Perhaps I stayed in that position for an hour, maybe two listening intently to the distant sounds of nothingness and lying as if I were in a vegetative state. Throwing myself up all at once with no consideration, I'd realised how pointless this all really was. As my limbs were sore with agony, I stumbled back, the sudden momentum impacting my train of thought and movement. Grasping onto the lamppost on my right for balance, I took a moment to recollect myself. 'What was I doing? Where am I?' The street lights had dimmed further, yet were blinding.

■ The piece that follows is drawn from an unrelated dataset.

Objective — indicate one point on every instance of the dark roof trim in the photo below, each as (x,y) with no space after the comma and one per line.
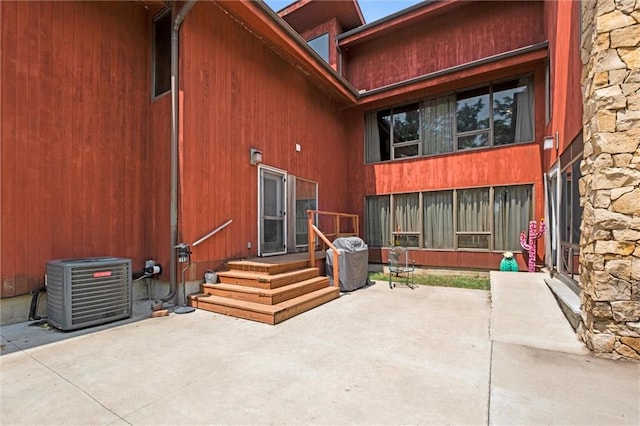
(457,68)
(308,61)
(386,19)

The path I'd once followed forward, I followed back. Trudging through the remains of the soaked streets smothered with the cries of the sky, I felt a sense of determination overthrow me. There was a satisfaction in being accompanied, having someone to talk to, someone to laugh with. As the sun began to rise, as the smell of petrichor invaded my senses, there was a glimpse of hope within me. My footsteps grew lighter; the faster I paced, the more it felt the angels were guiding me back to the home rooted with reconciliation. I'd arrived at my street, and the excitement mixed with anxiety rushed over me, my footsteps becoming more eager and eager until it felt as if I elevating onto thin air. Finally, I'd reached my destination. This could not be real. This could not be real.
My footsteps ceased, as I stood aghast with horror. The flames of hellfire that were once figurative, had now become literal.